Cabaret Review: We still get a kick out of Steve Ross

Thanksgiving weekend (November 26 and 27), Jim Dolan’s Blue Strawberry nightclub gave cabaret lovers something to be thankful for: two nights of the legendary cabaret singer and pianist Steve Ross. I was there for the packed Friday night house, and (to quote one of Ross’s favorite songwriters, Noël Coward), “I couldn’t have liked it more.”

Steve Ross

Ross has a long and happy relationship with St. Louis, going back to the early days of the Grandel Cabaret Series, where I first saw him two decades ago. Debonair, witty, and charismatic, Ross never fails to get straight to the heart of every song, whether it’s an obscure comic gem like Milton Ager and Jack Yellen’s “Hungry Women” (introduced by Eddie Cantor in his 1928 musical Whoopee!); a sentimental standard like Ralph Rainger and Leo Robin’s “Thanks for the Memory” (Bob Hope’s theme song, which he introduced with frequent co-star Shirley Ross in The Big Broadcast of 1938); or the smoky, late-night regret of the Kingston Trio hit “Scotch and Soda”. 

Without fail, Ross makes certain that you not only hear but actually listen to the lyrics – an essential skill for the cabaret artist.
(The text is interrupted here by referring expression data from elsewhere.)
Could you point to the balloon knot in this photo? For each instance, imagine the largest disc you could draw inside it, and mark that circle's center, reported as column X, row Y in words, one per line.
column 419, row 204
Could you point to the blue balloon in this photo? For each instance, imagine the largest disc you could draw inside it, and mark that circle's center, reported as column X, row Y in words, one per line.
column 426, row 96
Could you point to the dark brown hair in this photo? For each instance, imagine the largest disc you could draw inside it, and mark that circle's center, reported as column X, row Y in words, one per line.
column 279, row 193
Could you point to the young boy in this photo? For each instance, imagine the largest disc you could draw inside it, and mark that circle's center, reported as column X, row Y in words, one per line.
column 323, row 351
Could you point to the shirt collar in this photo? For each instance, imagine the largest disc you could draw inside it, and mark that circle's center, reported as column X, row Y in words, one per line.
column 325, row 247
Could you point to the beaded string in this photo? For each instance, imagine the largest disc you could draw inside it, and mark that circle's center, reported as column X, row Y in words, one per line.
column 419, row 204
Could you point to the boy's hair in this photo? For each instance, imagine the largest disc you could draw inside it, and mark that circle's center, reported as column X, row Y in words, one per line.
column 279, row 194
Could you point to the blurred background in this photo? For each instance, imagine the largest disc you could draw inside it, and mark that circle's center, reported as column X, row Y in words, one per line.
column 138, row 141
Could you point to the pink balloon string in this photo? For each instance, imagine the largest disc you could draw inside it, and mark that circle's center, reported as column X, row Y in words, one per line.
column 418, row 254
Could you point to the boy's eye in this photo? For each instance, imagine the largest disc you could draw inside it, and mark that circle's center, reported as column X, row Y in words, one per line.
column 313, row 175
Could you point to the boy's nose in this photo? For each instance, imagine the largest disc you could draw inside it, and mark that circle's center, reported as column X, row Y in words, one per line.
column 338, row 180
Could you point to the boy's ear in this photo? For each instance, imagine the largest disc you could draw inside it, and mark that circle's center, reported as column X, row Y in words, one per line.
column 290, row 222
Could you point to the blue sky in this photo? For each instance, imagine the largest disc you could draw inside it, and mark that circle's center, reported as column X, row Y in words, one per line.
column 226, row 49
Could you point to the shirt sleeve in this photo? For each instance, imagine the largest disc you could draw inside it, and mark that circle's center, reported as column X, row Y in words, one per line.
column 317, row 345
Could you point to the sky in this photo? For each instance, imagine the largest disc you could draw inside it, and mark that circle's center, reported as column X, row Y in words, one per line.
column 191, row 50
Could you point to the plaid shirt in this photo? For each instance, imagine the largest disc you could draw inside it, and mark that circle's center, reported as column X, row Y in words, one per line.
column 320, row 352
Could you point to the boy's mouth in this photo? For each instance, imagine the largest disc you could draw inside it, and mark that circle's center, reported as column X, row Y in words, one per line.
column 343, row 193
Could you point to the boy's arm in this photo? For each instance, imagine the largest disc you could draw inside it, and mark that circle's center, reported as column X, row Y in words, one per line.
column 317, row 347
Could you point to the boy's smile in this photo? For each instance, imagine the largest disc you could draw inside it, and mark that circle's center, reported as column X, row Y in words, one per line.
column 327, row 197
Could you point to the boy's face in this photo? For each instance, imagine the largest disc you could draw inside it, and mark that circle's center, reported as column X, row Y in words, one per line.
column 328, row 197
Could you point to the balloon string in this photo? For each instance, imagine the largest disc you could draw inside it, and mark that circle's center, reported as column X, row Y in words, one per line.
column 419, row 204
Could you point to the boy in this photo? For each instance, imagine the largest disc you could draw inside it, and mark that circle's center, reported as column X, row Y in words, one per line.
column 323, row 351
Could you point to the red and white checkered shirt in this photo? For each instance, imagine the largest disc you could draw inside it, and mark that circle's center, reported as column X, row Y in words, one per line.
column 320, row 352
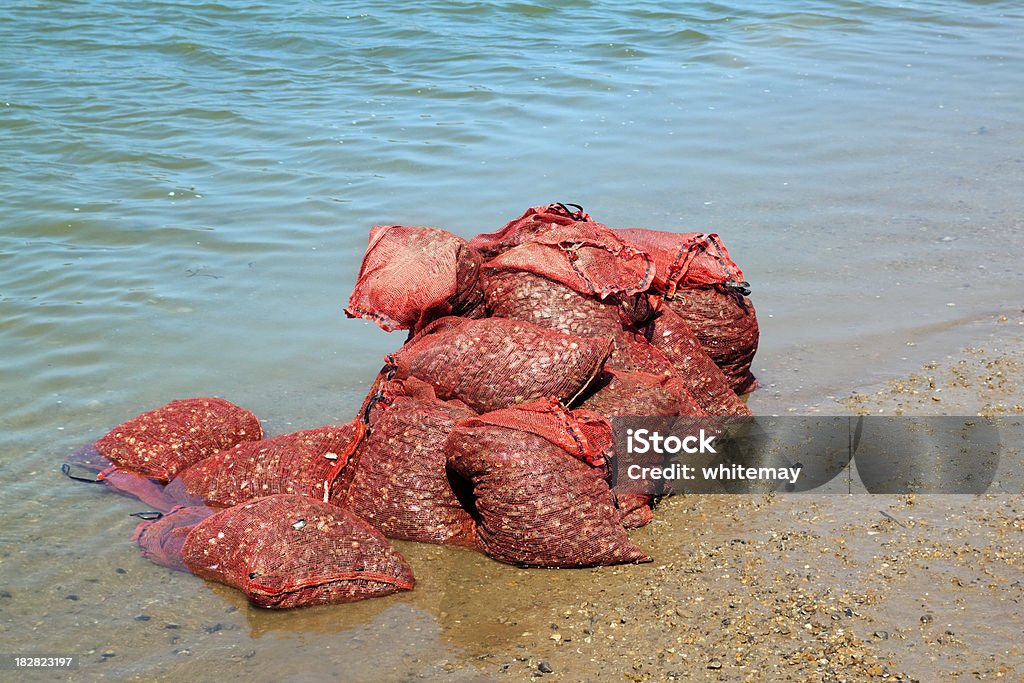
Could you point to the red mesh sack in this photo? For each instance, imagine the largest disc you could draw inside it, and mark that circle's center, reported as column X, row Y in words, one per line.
column 589, row 257
column 534, row 221
column 287, row 551
column 685, row 259
column 706, row 287
column 530, row 298
column 705, row 380
column 298, row 463
column 161, row 539
column 412, row 275
column 493, row 363
column 620, row 394
column 398, row 479
column 538, row 502
column 634, row 510
column 166, row 440
column 726, row 326
column 88, row 465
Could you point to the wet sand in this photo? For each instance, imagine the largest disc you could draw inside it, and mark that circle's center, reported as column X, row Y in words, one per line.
column 811, row 588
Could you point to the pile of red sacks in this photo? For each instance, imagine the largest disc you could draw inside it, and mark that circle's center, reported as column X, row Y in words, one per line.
column 488, row 429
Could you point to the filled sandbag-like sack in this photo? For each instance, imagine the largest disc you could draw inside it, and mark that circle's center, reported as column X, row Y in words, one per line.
column 534, row 221
column 704, row 285
column 398, row 479
column 299, row 463
column 162, row 442
column 616, row 393
column 523, row 296
column 539, row 500
column 685, row 259
column 588, row 257
column 162, row 537
column 725, row 324
column 705, row 380
column 289, row 551
column 494, row 363
column 412, row 275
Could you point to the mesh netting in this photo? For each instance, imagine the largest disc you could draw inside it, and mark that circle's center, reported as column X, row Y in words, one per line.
column 538, row 504
column 706, row 287
column 635, row 510
column 162, row 442
column 296, row 463
column 161, row 540
column 524, row 296
column 587, row 257
column 287, row 551
column 535, row 220
column 706, row 381
column 398, row 480
column 684, row 259
column 412, row 275
column 616, row 394
column 726, row 326
column 494, row 363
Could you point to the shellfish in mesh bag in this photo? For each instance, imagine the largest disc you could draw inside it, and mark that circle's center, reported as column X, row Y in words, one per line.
column 534, row 221
column 412, row 275
column 493, row 363
column 539, row 501
column 303, row 462
column 398, row 479
column 589, row 257
column 706, row 287
column 684, row 259
column 523, row 296
column 287, row 551
column 164, row 441
column 615, row 394
column 726, row 326
column 707, row 383
column 162, row 536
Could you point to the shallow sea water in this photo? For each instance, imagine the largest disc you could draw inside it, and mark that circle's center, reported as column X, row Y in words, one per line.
column 186, row 190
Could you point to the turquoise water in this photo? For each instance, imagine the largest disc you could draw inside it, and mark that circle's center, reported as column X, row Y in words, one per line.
column 185, row 191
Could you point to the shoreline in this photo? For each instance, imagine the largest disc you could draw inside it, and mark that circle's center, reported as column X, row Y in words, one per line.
column 817, row 587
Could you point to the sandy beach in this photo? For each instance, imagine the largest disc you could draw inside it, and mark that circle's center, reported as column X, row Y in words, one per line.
column 809, row 588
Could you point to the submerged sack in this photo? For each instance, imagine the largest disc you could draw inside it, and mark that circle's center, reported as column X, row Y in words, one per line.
column 412, row 275
column 162, row 442
column 398, row 479
column 161, row 539
column 539, row 503
column 493, row 363
column 288, row 551
column 296, row 463
column 534, row 221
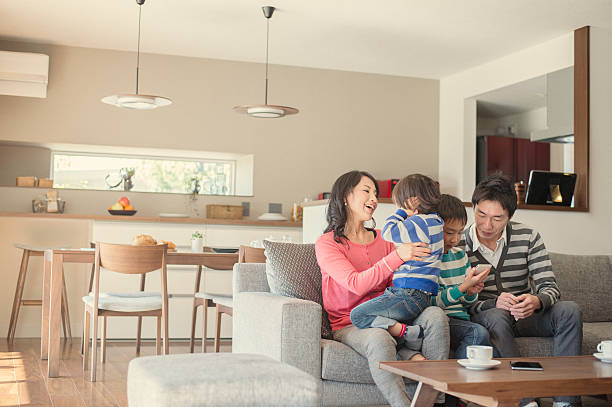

An evening with Steve Ross is an object lesson in why cabaret is such a vibrant art form.

Much of Ross’s latest show, Back on the Town, was likely familiar to fans. Many of his favorite songwriters were represented, including Coward, Cole Porter, the Gershwins (“George and his lovely wife Ira,” as a misinformed DJ is supposed to have said in the 1950s), Irving Berlin, and of course, the newly-departed Stephen Sondheim. The latter was represented only by “Send in the Clowns” (from A Little Night Music) but what a lovely performance it was.

There were some songs that were new to me as well—a reminder that Ross knows well how to assemble a show that mixes audience favorites with possible future favorites. In that category I’d include “My Circle of Friends” from the 2008 album Hallways by Carol Hall (best known for her musical The Best Little Whorehouse in Texas), with its sweetly sentimental thoughts on what Tales of the City's Anna Madrigal called one’s “logical family,” and “This Moment,” written by John Wallowitch and Bertram Ross for the autobiographical 1999 film of the same name. As someone with more years behind him than ahead, the lyric struck me as especially powerful: “It takes a life to realize / What life is all about / And life is all about this moment.”

And, happily, there were numbers by immortal French singer/songwriters like Charles Trenet (“La Mer,” done very much in the Trenet style) and Charles Aznavour (“Le Temps,” with English lyrics by Gene Lees). There was also, happily, Ross’s trademark instrumental medley of Edith Piaf favorites—always a hit with us fans. The Francophile feast included a song he co-wrote with Barry Day, “Whenever I Think of Paris.” It’s a wistful love letter to a city I adore as much as he obviously does.

Another notable item was Cole Porter’s popular “Anything Goes” with some new lyrics by screenwriter Joe Keenan. They were witty, to be sure, but I’m not sure all of Porter’s originals seem really need a rewrite to make them relevant: “The world has gone mad today / And good's bad today, / And black's white today, / And day's night today.” To say nothing of:

Just think of those shocks you've got
And those knocks you got
And those blues you got
From that news you got
And those pains you got
(If any brains you've got)
From those little radios.

Change that last line to, say, “From those angry talk shows” or “From social media prose” and everything old is new again.

“But I digress” – Tom Lehrer.

So, yeah, it was another charming and entertaining evening with one of cabaret’s leading lights. Thanks to Jim Dolan and the Blue Strawberry for bringing Steve Ross to town once again. Long may his light shine. Here in St. Louis, we still get a kick out of him.